8.1 Take care of your projection surface,
Primarily, you want to be sure your projection surface isn’t catching glare from the light outside your windows or from within the room. In addition, you’ll want your seating area directly across from your projection surface with enough real estate to have your speakers surrounding the room symmetrically.
8.2 Small size opposes long-throw projector,
If you are working with a tiny room, you will likely want to go with a short-throw projector since a long throw may not give you the screen size you desire with the available space.
8.3 Never mind, but long-throw projectors create a larger screen size,
If you have a lot of room to spare and require a large screen size, a long throw projector will be more suitable for your purposes. The use of a short-throw projector can also be advantageous if you need to install it on the ceiling in close proximity to avoid ceiling objects like overhead fans, vents, or light fittings.
9. Pricing: Short-throw vs. Long-throw
This is a tricky section to discuss because the shelf price isn’t the only factor to be considered when determining how much the projector actually costs, things like the longevity of the bulb, cost of additional set up materials, and cost of manpower to hang the projector are to be put into consideration.
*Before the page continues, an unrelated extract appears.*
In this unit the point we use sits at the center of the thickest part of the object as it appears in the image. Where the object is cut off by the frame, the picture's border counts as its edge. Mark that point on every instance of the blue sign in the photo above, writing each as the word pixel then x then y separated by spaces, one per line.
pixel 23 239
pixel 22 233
9.1 Long-throw projectors are cheaper, but short-throw projectors have a secret advantage
On a store shelf, long-throw projectors are generally cheaper than their short-throw siblings. Still, when it comes to the frequency at which the bulbs of short-throw projectors are changed, they are at an advantage as their bulbs usually have a life expectancy of about 20,000 hours. However, long-throw projectors are usually rated for between 5000-10,000 hours of life expectancy.
9.2 Long-throw projectors and their additional costs,
Long-throw projectors also have additional costs in hiring skilled labor and purchasing extra materials like special long cables and ceiling mounts during the initial mounting of the projector.
Conclusion: Which is Right for You? A short-throw projector or a long-throw projector?
Like most technical products purchased today, in the debate between short-throw projectors and long-throw projectors, it all depends on what you are looking for. Do you want to use it as a home theater setup in a small room, or do you need to conduct meetings and presentations in a medium-sized room?
Ultimately, the projector you choose will be determined by factors that are important to you. Whether you want a specific screen size or your viewing area is located in a specific part of the room, there is a projector to help you get the job done.
As long as your projector provides you with the cinema-like experience you need, no projector can go wrong. Determine your priorities, and you will find the best projector for you.